In general the stupidest crime is robbing a bank. The arrest rate is very high. You are going to get caught. You are going to do federal time. You are not get out of there with more this a few thousand. We had a guy rob a bank on a Friday with a note because he was going into a court mandated rehab on Monday. He used the money to go on an alcohol and drug bender for the weekend. The bank had one of the clearest security cameras I’ve seen. We had his name by the end of the day. He was caught as soon as he sobered up and crawled out of the hole he was in. So instead of going to rehab he got a chance to get clean in a federal penitentiary.

My car was broken into when I was in grad school. They stole a box that contained cassette tapes of late 80s wannabe punk bands. Joke’s on them.

Long ago, my brother and I got to go to the big city swimming pool one day. Brother wore very strong glasses, but left them on a towel while he got in the pool. When he came back, they were gone.

We went looking around and saw a boy, about 10, wearing identical glasses, which were obviously too big for him. Also, the kid was lurching around and running into things.

We simply asked the kid for the glasses back, and he returned them. What I really wanted to ask was “why???”

A NJ real estate agent I knew claimed $35K on his income tax, then went down to Florida and paid $105K CASH for a classic antique car! When the IRS came knocking, I asked him how he could be so stupid. “I bought it in Florida. I didn’t think they’d find out.”

Ah, yes, the set of laws pertaining to peeing and pooping.

Not quite as dumb as a guy who stole gift cards from the checkout display rack at a local mini-mart. He was a neighborhood kid recognized by the clerk, the police brought him in within the hour. The best part is he didn’t realize the cards had to be activated at the register when they were purchased.

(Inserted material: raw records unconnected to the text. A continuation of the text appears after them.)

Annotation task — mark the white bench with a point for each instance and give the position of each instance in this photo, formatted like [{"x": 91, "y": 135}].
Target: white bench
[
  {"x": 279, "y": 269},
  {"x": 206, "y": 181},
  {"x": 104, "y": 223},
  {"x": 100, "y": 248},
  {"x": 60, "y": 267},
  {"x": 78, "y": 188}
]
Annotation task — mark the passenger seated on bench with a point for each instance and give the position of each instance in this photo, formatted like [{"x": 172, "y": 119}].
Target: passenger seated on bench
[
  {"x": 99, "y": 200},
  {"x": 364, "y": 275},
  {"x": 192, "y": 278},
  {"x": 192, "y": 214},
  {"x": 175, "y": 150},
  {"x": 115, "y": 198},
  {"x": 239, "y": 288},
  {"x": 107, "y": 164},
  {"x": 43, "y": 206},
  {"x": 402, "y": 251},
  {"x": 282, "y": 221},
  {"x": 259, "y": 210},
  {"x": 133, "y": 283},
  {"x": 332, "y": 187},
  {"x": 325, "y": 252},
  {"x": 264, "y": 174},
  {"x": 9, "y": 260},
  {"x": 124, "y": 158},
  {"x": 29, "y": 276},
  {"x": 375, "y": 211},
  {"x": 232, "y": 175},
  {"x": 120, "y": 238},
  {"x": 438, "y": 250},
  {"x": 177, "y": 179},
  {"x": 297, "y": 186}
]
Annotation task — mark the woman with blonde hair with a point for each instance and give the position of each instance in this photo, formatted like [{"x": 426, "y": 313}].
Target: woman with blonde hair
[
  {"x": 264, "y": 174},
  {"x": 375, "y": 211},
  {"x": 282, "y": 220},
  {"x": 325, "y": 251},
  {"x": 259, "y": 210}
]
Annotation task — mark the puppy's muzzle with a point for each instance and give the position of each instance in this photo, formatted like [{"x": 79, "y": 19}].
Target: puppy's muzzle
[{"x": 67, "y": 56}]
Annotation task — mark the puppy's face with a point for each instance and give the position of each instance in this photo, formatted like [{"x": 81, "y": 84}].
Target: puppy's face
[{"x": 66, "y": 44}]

I recall hearing about some kids that scaled a water tower one night to spray graffiti on it and for some reason couldn’t/wouldn’t come down. This resulted in the authorities having to go up there next morning to fetch them.

My car was broken into last August while I was at work. They got away with my prescription sunglasses, some loose change, and my snow scraper. I repeat: August.

THe part that pissed me off was that they left the door ajar, so the dome light stayed on and left me with a flat battery :mad:

Actually, stone sculptures pertaining to peeing and pooping.